Il programma è proseguito in questi anni tra alti e bassi, avanzamenti e retromarce. Ciononostante ha consentito alla Caritas Ambrosiana e al consorzio “Farsi prossimo”, in collaborazione con il Comune di Milano, di trovare una soluzione abitativa più dignitosa per la stragrande maggioranza degli ospiti. Attualmente 24 famiglie vivono in appartamenti: alcuni messi a disposizione dal privato sociale, altri dall’Aler, altri ancora trovati autonomamente dai rom stessi nel mercato delle locazioni private.

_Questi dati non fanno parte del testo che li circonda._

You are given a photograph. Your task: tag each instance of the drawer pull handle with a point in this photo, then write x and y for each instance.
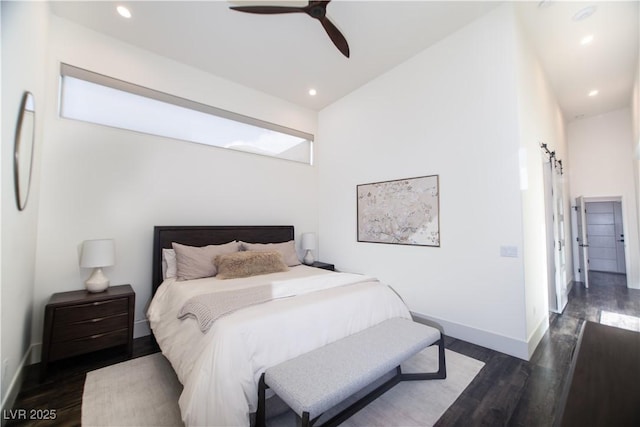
(100, 302)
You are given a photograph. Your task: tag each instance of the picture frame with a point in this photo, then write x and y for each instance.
(402, 211)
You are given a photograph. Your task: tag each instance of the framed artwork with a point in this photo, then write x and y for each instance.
(403, 211)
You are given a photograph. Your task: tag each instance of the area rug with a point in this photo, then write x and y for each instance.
(145, 392)
(623, 321)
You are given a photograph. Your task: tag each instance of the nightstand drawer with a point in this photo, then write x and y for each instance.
(84, 328)
(86, 344)
(91, 310)
(79, 322)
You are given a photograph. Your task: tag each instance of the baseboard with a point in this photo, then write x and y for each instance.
(14, 388)
(534, 338)
(497, 342)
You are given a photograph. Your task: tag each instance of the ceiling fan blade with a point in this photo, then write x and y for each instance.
(335, 35)
(267, 10)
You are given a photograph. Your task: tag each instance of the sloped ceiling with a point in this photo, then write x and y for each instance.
(286, 55)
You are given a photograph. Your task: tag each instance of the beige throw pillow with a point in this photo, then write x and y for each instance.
(194, 262)
(286, 249)
(248, 263)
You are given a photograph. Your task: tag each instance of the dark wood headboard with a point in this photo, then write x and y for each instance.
(163, 236)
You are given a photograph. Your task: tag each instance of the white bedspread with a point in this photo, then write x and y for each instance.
(220, 369)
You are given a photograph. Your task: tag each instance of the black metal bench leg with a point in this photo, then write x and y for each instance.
(261, 410)
(442, 364)
(441, 374)
(305, 420)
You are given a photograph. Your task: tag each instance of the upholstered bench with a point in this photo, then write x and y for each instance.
(318, 380)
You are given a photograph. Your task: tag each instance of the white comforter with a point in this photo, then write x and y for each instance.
(221, 368)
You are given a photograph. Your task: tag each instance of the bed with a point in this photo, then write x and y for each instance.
(220, 366)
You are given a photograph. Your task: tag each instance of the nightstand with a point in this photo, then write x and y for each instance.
(79, 322)
(323, 265)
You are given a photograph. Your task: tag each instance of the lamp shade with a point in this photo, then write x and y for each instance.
(308, 241)
(98, 253)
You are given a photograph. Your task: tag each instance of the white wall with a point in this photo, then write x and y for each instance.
(541, 121)
(101, 182)
(24, 50)
(601, 155)
(452, 111)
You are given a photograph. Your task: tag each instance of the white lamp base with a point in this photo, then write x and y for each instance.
(97, 282)
(308, 258)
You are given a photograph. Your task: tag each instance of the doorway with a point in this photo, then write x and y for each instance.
(605, 236)
(556, 248)
(600, 237)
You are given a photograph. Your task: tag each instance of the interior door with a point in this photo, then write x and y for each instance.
(617, 209)
(560, 242)
(583, 244)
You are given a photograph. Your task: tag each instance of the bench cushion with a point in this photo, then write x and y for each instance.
(316, 381)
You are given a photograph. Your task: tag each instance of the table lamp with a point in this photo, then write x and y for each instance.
(97, 254)
(308, 244)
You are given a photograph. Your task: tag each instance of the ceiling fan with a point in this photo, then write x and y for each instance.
(315, 9)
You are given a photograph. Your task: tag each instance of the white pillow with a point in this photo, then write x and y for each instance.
(169, 267)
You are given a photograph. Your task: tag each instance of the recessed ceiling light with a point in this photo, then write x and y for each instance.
(544, 3)
(124, 12)
(586, 39)
(584, 13)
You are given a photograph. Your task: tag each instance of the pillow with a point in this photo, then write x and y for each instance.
(249, 263)
(169, 268)
(286, 249)
(195, 262)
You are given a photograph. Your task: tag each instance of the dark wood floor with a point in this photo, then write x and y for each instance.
(507, 392)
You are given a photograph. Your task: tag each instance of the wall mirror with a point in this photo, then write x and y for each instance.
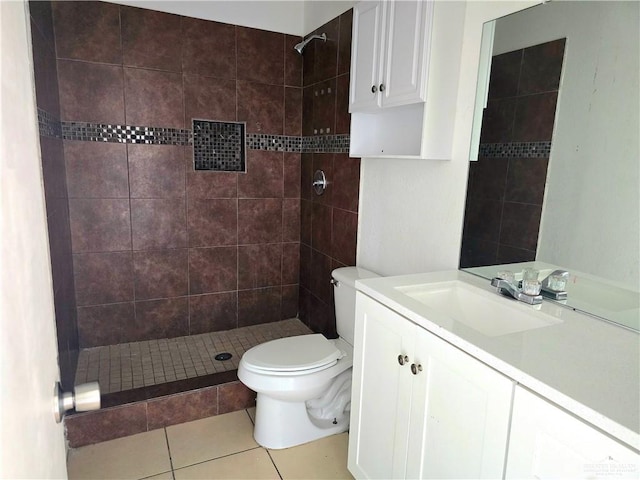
(556, 183)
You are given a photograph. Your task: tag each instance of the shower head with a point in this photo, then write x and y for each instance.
(300, 46)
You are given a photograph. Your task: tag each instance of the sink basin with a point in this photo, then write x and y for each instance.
(481, 310)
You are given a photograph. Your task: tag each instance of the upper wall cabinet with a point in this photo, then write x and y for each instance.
(405, 63)
(391, 56)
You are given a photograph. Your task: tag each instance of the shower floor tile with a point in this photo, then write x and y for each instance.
(133, 365)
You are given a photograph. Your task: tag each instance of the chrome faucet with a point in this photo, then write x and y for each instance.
(508, 289)
(549, 290)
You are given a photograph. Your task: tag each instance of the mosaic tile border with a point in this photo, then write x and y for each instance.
(48, 124)
(516, 149)
(99, 132)
(219, 146)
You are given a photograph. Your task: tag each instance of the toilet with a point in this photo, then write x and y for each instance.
(304, 382)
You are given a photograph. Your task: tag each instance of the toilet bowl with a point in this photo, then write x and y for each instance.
(304, 382)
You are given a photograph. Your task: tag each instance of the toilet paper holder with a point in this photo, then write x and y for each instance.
(85, 397)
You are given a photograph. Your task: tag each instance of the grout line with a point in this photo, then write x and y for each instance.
(274, 463)
(166, 437)
(220, 457)
(250, 419)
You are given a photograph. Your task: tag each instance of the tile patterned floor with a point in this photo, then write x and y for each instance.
(141, 364)
(220, 447)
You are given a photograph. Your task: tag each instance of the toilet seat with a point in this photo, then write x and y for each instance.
(301, 355)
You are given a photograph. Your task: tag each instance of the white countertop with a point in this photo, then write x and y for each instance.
(583, 364)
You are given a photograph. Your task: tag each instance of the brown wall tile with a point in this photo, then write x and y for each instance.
(207, 98)
(260, 220)
(291, 220)
(53, 168)
(292, 62)
(91, 92)
(289, 301)
(344, 234)
(346, 183)
(162, 318)
(42, 15)
(292, 171)
(520, 225)
(264, 177)
(213, 222)
(326, 53)
(534, 117)
(213, 312)
(156, 171)
(184, 407)
(234, 396)
(259, 265)
(103, 425)
(324, 107)
(88, 31)
(153, 98)
(259, 306)
(45, 69)
(290, 263)
(151, 39)
(343, 117)
(96, 169)
(103, 278)
(344, 46)
(160, 273)
(261, 106)
(321, 224)
(158, 223)
(104, 324)
(200, 39)
(100, 225)
(258, 58)
(213, 269)
(320, 276)
(541, 67)
(293, 111)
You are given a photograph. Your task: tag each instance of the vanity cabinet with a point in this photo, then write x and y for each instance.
(422, 408)
(390, 54)
(547, 442)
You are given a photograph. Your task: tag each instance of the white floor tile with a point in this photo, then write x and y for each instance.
(325, 458)
(252, 464)
(210, 438)
(134, 457)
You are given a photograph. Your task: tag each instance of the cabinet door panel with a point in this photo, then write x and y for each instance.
(368, 32)
(465, 407)
(381, 398)
(407, 45)
(546, 442)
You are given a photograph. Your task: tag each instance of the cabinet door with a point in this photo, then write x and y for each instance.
(460, 414)
(368, 32)
(381, 395)
(547, 442)
(406, 52)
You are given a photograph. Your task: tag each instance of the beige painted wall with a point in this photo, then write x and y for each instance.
(411, 211)
(31, 443)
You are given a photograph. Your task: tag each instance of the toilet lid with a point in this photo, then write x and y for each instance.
(291, 354)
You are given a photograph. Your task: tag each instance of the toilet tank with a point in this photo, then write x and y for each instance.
(345, 298)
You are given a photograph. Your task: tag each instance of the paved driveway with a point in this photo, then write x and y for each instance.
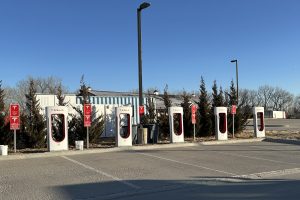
(260, 170)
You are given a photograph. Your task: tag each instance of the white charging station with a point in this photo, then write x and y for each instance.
(259, 122)
(221, 123)
(123, 126)
(176, 124)
(57, 128)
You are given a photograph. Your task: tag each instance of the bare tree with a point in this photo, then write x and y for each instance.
(281, 99)
(265, 94)
(47, 85)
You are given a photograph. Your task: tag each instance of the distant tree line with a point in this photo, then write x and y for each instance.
(33, 127)
(32, 133)
(271, 98)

Fino al 31 luglio una convenzione con il Comune di Milano garantiva anche un accompagnamento delle famiglie del campo, nonché il sostegno per quelle ormai inserite negli appartamenti e comunque bisognose di un affiancamento rispetto al loro nuovo modo di abitare. Tale convenzione è scaduta e non sembrano esserci prospettive per una sua ripresa malgrado gli operatori di Caritas e del consorzio “Farsi prossimo” non abbiano mai smesso di stare accanto a queste persone. Soprattutto manca una prospettiva dignitosa per le quindici famiglie che dovranno lasciare il campo. Famiglie per lo più gravemente disagiate e incapaci di accedere in autonomia a soluzioni abitative alternative.

L’Expo si avvicina e con esso la necessità di preparare le necessarie infrastrutture. Che ne sarà delle quindici famiglie ancora presenti in via Novara? Che ne sarà delle altre famiglie già in appartamento, alle quali è necessario garantire un accompagnamento per favorire i loro percorsi?

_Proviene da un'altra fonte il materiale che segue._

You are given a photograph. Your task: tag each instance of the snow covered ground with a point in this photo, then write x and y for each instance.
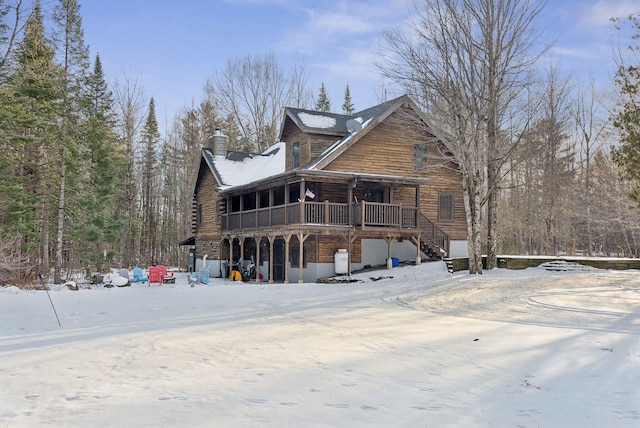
(424, 348)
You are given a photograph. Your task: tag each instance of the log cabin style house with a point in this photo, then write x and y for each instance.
(337, 193)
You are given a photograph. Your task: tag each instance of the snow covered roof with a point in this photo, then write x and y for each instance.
(333, 123)
(238, 168)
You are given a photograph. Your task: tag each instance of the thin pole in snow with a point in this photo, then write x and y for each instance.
(48, 295)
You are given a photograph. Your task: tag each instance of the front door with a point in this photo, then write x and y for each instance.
(278, 260)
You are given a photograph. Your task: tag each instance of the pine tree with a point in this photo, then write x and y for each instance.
(150, 141)
(347, 106)
(323, 104)
(102, 171)
(35, 93)
(74, 62)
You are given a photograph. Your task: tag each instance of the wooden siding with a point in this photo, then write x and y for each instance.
(207, 233)
(311, 145)
(388, 149)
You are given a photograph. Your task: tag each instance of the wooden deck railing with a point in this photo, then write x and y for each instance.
(364, 214)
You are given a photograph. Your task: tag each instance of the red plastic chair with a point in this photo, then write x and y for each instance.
(155, 275)
(167, 278)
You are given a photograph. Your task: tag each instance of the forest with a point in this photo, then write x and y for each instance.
(89, 182)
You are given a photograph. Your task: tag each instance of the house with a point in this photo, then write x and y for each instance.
(337, 194)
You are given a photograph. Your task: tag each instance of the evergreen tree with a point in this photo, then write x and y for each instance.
(627, 118)
(35, 97)
(102, 171)
(347, 106)
(150, 142)
(323, 104)
(73, 57)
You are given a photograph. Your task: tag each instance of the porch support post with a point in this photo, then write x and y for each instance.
(258, 240)
(301, 238)
(287, 238)
(220, 255)
(270, 206)
(389, 240)
(271, 239)
(302, 198)
(416, 242)
(417, 213)
(241, 258)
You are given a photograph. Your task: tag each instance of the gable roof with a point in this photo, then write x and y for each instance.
(239, 168)
(369, 118)
(316, 122)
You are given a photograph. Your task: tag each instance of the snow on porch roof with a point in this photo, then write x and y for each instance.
(234, 170)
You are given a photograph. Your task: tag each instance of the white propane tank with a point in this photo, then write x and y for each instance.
(341, 259)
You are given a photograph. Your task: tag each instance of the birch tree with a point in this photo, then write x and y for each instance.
(253, 91)
(467, 62)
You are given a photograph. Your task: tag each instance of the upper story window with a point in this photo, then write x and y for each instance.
(445, 206)
(295, 160)
(420, 157)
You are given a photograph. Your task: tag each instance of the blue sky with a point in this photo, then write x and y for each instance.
(175, 46)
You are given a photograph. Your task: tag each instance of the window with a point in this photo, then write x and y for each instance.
(295, 161)
(294, 257)
(420, 157)
(445, 206)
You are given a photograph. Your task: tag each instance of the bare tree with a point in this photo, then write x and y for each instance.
(253, 91)
(130, 101)
(592, 131)
(467, 62)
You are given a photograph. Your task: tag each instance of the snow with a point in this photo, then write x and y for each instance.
(410, 346)
(335, 146)
(317, 120)
(234, 173)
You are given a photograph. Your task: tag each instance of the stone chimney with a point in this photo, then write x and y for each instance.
(218, 142)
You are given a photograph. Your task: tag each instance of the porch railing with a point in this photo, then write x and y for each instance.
(364, 214)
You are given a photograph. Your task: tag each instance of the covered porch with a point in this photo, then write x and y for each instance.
(334, 200)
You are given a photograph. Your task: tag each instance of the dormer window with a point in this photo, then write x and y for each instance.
(420, 157)
(295, 161)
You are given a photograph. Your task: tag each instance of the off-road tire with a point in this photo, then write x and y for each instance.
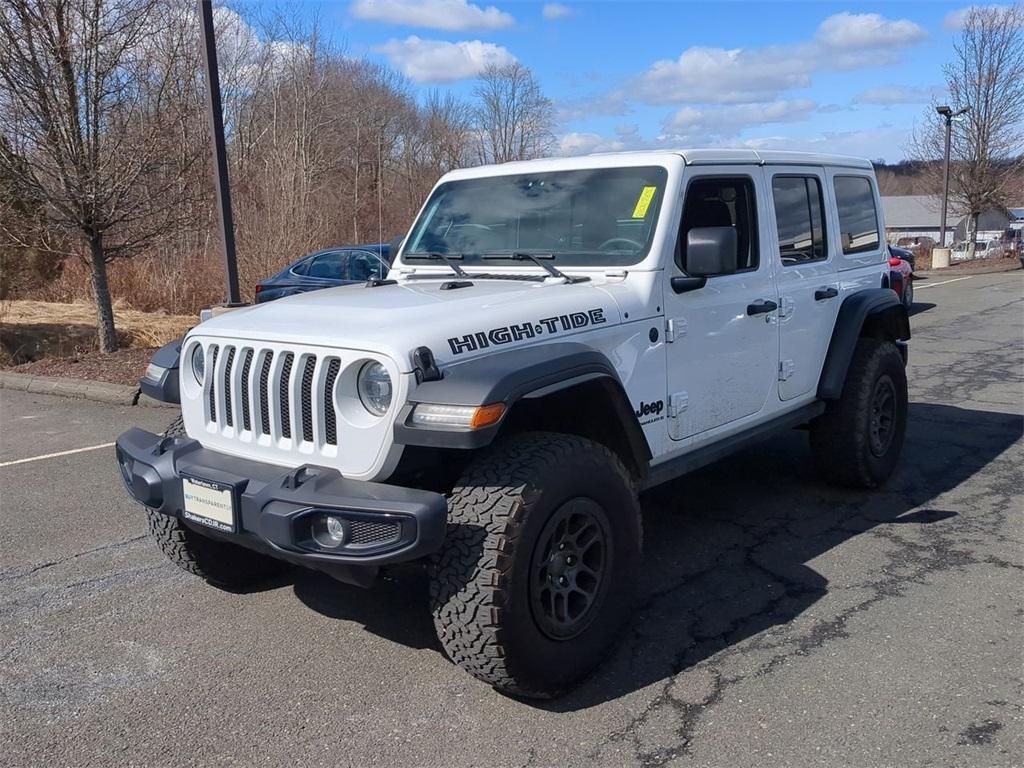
(500, 516)
(841, 438)
(220, 563)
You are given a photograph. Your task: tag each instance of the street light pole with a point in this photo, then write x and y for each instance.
(948, 115)
(216, 117)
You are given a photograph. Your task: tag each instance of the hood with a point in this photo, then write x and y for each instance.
(394, 320)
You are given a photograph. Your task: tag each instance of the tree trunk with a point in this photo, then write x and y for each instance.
(101, 292)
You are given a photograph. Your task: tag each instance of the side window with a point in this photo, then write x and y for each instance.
(329, 265)
(858, 221)
(366, 264)
(799, 219)
(722, 202)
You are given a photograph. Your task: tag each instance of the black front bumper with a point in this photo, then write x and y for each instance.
(276, 509)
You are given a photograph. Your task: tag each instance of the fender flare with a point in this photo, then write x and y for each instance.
(878, 308)
(509, 377)
(165, 363)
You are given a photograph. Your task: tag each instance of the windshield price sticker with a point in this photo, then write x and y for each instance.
(643, 202)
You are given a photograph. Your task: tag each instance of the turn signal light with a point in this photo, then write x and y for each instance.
(457, 417)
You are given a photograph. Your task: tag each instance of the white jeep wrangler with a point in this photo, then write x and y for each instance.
(553, 338)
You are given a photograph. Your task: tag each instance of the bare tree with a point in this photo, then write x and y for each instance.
(987, 143)
(83, 110)
(514, 118)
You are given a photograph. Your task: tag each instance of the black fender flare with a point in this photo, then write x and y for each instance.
(165, 363)
(875, 310)
(509, 377)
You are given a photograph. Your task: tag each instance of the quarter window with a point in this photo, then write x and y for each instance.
(858, 220)
(799, 219)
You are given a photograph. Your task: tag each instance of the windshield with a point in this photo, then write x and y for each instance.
(592, 217)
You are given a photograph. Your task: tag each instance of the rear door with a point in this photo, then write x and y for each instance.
(808, 287)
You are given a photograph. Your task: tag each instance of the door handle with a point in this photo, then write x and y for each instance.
(825, 293)
(761, 306)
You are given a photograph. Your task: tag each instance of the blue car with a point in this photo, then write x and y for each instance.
(327, 268)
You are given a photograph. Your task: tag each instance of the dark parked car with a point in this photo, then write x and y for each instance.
(902, 253)
(327, 268)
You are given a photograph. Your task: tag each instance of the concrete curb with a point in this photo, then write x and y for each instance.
(100, 391)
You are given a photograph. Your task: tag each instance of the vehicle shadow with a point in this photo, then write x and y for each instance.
(727, 559)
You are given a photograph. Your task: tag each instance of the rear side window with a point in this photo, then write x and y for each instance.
(858, 221)
(332, 265)
(799, 219)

Interrompere il lavoro d’integrazione condotto fino a qui, rischia di riportare la situazione dei rom paradossalmente più indietro rispetto al punto in cui si era cominciato. Fuori dal campo autorizzato dal Comune, difficilmente i rom che ancora vivono in via Novara torneranno nei paesi da cui sono venuti. Più facilmente resteranno in città e finiranno con accrescere il numero degli occupanti delle aree abusive che sono, solitamente, le più problematiche per la convivenza nei quartieri. Inoltre senza un prospettiva volta anche ad un inserimento meno precario nel mondo del lavoro, si troveranno presto in grossa difficoltà pure coloro che già stanno negli appartamenti. Che fare allora?

È compito dell’amministrazione comunale individuare le soluzioni. Da parte di Caritas Ambrosiana, come è dimostrato nei fatti, anche in questa particolare situazione, siamo pronti a collaborare. Ci permettiamo, tuttavia, sulla base della nostra conoscenza di suggerire qualche criterio generale che possa orientare il percorso futuro da portare avanti, con noi o senza di noi, per il bene dei rom e nell’interesse degli stessi milanesi. Perché, sia detto per inciso, dovrebbe ormai esser chiaro che Milano che lo desideri o no, con i rom deve convivere e chi, soprattutto in passato, ha fatto credere che si poteva eludere il problema con gli sgomberi muscolari, è stato smentito dai fatti.

Ma veniamo ai criteri. Primo: la responsabilità. Ogni percorso educativo richiede assunzioni di impegni precisi da una parte e dall’altra. Dunque, ogni futuro intervento sociale nei confronti di queste famiglie deve essere commisurato agli obiettivi che esse raggiungono. Secondo: diversificare. Non possiamo pensare ad una sola soluzione abitativa che vada bene per tutti i nuclei rom. Ci sono famiglie che sono pronte a vivere in appartamento, altre che non lo sono ancora, altre ancora che non lo saranno mai, perché troppo numerose, troppo legate a stili di vita comunitari, che mal si conciliano con il nostro. Terzo: tempi certi. Ogni percorso deve avere un inizio e una fine. La vaghezza determinata da annunci cui non seguono atti, mina la credibilità di qualsiasi progetto. Ci si dia, dunque, obiettivi realistici e scadenze da rispettare.